The First Sunday of Advent is a time to reflect upon Hope. Hope is an attitude of positive outcomes in life. This is our expectation as we Journey with Jesus and Jesus growing influence within us in our lives. This is not the message of the world currently. As Christians, we are hopeful revolutionaries. We bring Light to the darkness. It is our mission as we live Christ in the world! Unlike worldly revolutionaries, we work Peacefully and Joyfully with an attitude of love.
This vision demands that we are empathetical in our outlook and not succumb to the negative energy of our current culture. We need to be actively engaged with hope in our society. One habit to engage is to look at news reports and podcasts as well as similar things in print and see the needs of the world. Once done, we respond as Christians in the responding to the need. Our parish through David Hamilton’s “Water Walk for PWRDF” will raise money to assist in putting water wells in Africa and in the North for First Nations.
The last habit of Empathy and one that is a sign of hope in the darkness is being the catalyst or inspiration for a revolution. The early Quaker Christians stood up against the prevailing culture of their day and following God’s call for revolutionary love established prisons to be places for reconciliation and healing over violence and punishment, also they stood against slavery and stood for equal rights for all. These were revolutionary ideas for their time and still are today. Anglicans have been inspired by this in our own time. The work of overcoming our wrong treatment of First Nations in Residential Schools has found energy in the Wrongs to Rights movement. The Anglican church is a leader n dismantling racism education within Christian settings and getting the church involved in Climate Action and the work for gender and identity equity is a new frontier of our time.
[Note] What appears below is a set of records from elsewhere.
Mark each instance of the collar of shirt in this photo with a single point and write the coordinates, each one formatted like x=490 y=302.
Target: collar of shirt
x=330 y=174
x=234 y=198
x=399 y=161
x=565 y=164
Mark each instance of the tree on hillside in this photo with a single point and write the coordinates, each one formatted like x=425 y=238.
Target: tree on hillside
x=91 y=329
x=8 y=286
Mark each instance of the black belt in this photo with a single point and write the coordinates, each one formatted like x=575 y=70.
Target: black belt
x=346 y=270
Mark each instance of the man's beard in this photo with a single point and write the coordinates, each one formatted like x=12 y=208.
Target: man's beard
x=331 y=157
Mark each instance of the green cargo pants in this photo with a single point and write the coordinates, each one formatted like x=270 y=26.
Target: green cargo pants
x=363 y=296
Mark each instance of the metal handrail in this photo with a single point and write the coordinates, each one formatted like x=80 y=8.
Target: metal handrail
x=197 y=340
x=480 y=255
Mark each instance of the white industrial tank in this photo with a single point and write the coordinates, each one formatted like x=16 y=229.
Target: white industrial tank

We must as we enter this new Christian Year being pro-active, brave and ‘hopeful’ as we celebrate the coming of Jesus as Light to the World. We must continue to be Lights in the Darkness. Writer Thomas Homer-Dixon, from Victoria, BC.(Royal Rhodes University) calls us to use the Power within us to renew our world which is in peril. He calls us in his recent book to Command Hope by working together for positive change. This is a distinctively Christian message which is actively calling out to us in this new Christian Year. May God Bless our Journey into the new year.